Enhancement of hydrogen production in a single chamber microbial electrolysis cell through anode arrangement optimization

► The optimization of anode arrangement is effective to reduce the inner resistance of microbial electrolysis cells (MECs). ► Separately placing the anodes on both sides of the cathode improved the current and hydrogen production rate of MECs. ► A maximum current density of 1355A/m3 with a high hydrogen production rate of 10.88m3/m3d can be achieved. ► Modifying the anode into stacking mode made the polarization and biofilm resistance of MEC decreased by 35% and 78%. Reducing the inner resistances is crucial for the enhancement of hydrogen generation in microbial electrolysis cells (MECs).

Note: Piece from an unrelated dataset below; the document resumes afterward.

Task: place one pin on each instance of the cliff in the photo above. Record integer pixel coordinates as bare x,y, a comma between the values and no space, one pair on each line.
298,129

This study demonstrates that the optimization of the anode arrangement is an effective strategy to reduce the system resistances. By changing the normal MEC configuration into a stacking mode, namely separately placing the contacted anodes from one side to both sides of cathode in parallel, the solution, biofilm and polarization resistances of MECs were greatly reduced, which was also confirmed with electrochemical impedance spectroscopy analysis. After the anode arrangement optimization, the current and hydrogen production rate (HPR) of MEC could be enhanced by 72% and 118%, reaching 621.3±20.6A/m3 and 5.56m3/m3d respectively, under 0.8V applied voltage. A maximum current density of 1355A/m3 with a HPR of 10.88m3/m3d can be achieved with 1.5V applied voltage.